Internet of Things (IoT) has weaknesses due to the vulnerabilities in the wireless medium
and massively interconnected nodes that form an extensive attack surface for adversaries. It is essential to ensure security including IoT networks and applications. The thesis focus on three streams in IoT scenario, including fake task attack detection in Mobile Crowdsensing (MCS), blockchain technique-integrated system security and privacy protection in MCS, and network intrusion detection in IoT. In this thesis, to begin, in order to detect fake tasks in MCS with promising performance, a detailed analysis is provided by modeling a deep belief network (DBN) when the available sensory data is scarce for analysis. With oversampling to cope with the class imbalance challenge, a Principal Component Analysis (PCA) module is implemented prior to the DBN and weights of various features of sensing tasks are analyzed under varying inputs. Additionally, an ensemble learning-based solution is proposed for MCS platforms to mitigate illegitimate tasks. Meanwhile, a k-means-based classification is integrated with the proposed ensemble method to extract region-specific features as input to the machine learning-based fake task detection. A novel approach that is based on horizontal Federated Learning (FL) is proposed to identify fake tasks that contain
a number of independent detection devices and an aggregation entity. Moreover, the
submitted tasks are collected and managed conventionally by a centralized MCS platform.
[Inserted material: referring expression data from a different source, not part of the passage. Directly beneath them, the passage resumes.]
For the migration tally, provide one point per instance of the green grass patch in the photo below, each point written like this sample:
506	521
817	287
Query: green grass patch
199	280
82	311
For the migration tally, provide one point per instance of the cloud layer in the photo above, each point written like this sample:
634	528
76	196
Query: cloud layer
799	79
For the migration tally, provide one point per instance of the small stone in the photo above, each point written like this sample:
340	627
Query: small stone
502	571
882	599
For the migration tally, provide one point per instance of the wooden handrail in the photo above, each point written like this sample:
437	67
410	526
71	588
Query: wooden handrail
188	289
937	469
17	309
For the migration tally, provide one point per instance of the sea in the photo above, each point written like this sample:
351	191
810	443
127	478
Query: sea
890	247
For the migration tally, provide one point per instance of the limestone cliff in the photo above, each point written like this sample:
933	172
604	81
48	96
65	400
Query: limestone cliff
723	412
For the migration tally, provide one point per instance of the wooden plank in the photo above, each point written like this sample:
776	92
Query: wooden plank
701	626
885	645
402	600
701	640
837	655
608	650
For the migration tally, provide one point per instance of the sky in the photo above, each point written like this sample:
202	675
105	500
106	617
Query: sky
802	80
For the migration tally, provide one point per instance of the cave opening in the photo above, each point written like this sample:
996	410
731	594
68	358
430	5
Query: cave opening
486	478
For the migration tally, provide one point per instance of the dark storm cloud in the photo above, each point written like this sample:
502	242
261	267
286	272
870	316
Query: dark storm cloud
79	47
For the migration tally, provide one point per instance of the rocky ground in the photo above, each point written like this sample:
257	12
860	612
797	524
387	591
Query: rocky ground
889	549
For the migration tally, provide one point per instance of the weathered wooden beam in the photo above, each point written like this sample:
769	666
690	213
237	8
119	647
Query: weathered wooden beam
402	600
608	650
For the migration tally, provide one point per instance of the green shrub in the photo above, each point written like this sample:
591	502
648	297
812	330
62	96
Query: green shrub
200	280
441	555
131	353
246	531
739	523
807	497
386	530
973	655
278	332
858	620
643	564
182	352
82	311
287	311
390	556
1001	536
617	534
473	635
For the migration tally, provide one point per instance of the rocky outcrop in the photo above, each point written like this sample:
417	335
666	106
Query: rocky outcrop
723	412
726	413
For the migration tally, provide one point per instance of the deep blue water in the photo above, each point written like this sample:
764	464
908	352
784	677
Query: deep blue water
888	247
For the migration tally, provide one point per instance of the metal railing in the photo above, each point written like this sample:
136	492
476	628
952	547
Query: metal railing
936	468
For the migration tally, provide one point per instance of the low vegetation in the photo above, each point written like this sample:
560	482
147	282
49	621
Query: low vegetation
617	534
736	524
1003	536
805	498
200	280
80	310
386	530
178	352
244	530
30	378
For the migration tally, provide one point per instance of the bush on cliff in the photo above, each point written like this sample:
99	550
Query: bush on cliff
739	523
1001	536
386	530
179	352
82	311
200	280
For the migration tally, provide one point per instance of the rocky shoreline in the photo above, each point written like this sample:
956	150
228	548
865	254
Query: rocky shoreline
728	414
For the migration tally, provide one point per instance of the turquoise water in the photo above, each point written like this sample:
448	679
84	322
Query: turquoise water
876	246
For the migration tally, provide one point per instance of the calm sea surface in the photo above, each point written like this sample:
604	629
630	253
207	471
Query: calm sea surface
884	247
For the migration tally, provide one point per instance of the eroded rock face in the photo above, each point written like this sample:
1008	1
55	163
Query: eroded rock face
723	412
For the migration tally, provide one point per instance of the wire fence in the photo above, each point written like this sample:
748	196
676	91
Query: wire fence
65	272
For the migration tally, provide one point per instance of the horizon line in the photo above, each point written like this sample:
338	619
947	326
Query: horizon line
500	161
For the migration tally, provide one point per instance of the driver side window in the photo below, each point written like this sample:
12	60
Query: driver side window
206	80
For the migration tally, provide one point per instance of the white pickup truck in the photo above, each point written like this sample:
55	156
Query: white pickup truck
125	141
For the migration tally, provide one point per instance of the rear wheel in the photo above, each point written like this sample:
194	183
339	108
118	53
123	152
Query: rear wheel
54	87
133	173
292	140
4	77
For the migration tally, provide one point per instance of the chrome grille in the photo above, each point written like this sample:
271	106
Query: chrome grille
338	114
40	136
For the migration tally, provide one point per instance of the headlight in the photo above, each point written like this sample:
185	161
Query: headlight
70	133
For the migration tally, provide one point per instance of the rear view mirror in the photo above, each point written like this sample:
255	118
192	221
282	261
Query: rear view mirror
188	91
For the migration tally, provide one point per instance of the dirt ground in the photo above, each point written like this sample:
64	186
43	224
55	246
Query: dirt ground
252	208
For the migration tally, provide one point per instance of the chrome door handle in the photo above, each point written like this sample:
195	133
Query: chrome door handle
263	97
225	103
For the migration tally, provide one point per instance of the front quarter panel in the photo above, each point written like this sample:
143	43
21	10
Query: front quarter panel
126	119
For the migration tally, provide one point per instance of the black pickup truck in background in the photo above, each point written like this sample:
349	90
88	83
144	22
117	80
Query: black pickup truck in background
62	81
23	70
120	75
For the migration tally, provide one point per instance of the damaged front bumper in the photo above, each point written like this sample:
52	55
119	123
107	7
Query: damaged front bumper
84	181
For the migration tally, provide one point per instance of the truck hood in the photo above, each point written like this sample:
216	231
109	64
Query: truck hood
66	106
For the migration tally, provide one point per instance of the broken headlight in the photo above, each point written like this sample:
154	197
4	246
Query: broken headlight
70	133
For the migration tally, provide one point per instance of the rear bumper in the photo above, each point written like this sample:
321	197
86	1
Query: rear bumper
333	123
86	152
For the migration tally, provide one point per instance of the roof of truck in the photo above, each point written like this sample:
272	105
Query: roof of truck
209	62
A centralized MCS platform is not safe enough to protect and prevent tampering sensing tasks since it confronts the single point of failure which reduces the effectiveness and robustness of MCS system. In order to address the centralized issue and identify fake tasks, a blockchain-based decentralized MCS is designed. Integration of blockchain into MCS enables a decentralized framework. The distributed nature of a blockchain chain prevents sensing tasks from being tampered. The blockchain network uses a Practical Byzantine Fault Tolerance (PBFT) consensus that can tolerate 1/3 faulty nodes, making the implemented MCS system robust and sturdy. Lastly, Machine Learning (ML)-based frameworks are widely investigated to identity attacks in IoT networks, namely Network Intrusion Detection System (NIDS). ML models perform divergent detection performance in each class, so it is challenging to select one ML model applicable to all classes prediction. With this in mind, an innovative ensemble learning framework is proposed, two ensemble learning approaches, including All Predict Wisest Decides (APWD) and Predictor Of the Lowest Cost (POLC), are proposed based on the training of numerous ML models. According to the individual model outcomes, a wise model performing the best detection performance (e.g., F1 score) or contributing the lowest cost is determined. Moreover, an innovated ML-based framework is introduced, combining NIDS and host-based intrusion detection system (HIDS). The presented framework eliminates NIDS restrictions via observing the entire traffic information in host resources (e.g., logs, files, folders).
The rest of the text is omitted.